Sus héroes literarios fueron Paul Valéry de quien recibió una gran influencia, así como George Bataille y Mallarmé principalmente, a quienes tradujo del francés, idioma que dominaba al igual que el alemán que fue como su lengua materna, el italiano, el inglés y el chino en su escritura de caracteres logográficos conocidos como hánzi. En 1965 recibió, justo por la obra motivo de este texto, el premio Xavier Villaurrutia que se conoce como “de escritores para escritores” por votación unánime.
Elizondo no fue, no es ni podrá ser un escritor de masas, no llenó jamás como Sabines el Palacio de Bellas Artes, su obra es más como para iniciados, para pensamientos complejos, alejados de las reglas de los tiempos y la estructura gramatical. Pocos saben que estuvo internado en un hospital psiquiátrico algún tiempo y fue sometido a electroshocks. Su libro favorito siempre fue el “Finnegans Wake” de James Joyce, una novela onírica simplemente intraducible ya que son juegos de palabras y galimatías sajones que, en palabras de su autor, tendría entretenidos a los críticos por 200 años. Sus diarios abarcan 30,000 cuartillas a lo largo de más de 50 años, probablemente no haya un escritor comparable a él en cuanto al registro de su andar diario por la vida.

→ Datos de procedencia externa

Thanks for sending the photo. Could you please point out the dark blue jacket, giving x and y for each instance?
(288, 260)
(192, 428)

Farabeuf es un universo individual construido a razón de las palabras precisas para extraviarte entre la sangre durante un instante, al fin y al cabo nadie podrá negar ni afirmar que el instante de la muerte sea el orgasmo más pleno de la vida. ¿Tú has soñado con estrellas de mar alguna vez? ¿Has visto florecer un jardincito abandonado después de la lluvia? ¿Has escuchado el tintineo de 3 monedas metálicas? ¿Recuerdas?
Gracias a tu descripción y la pasión que le pones a tu artículo, se antoja leer a Salvador Elizondo aunque cueste trabajo.
Gracias!
Leí que el libro de Salvador Elizondo A., es un ejercicio infinito en el que el autor describe una y otra vez la misma escena, que es de difícil lectura, reservado para una élite de la que tú Benito, formas parte.
Cómo siempre la lectura de tu aportación atrapa y la de esta semana además seduce.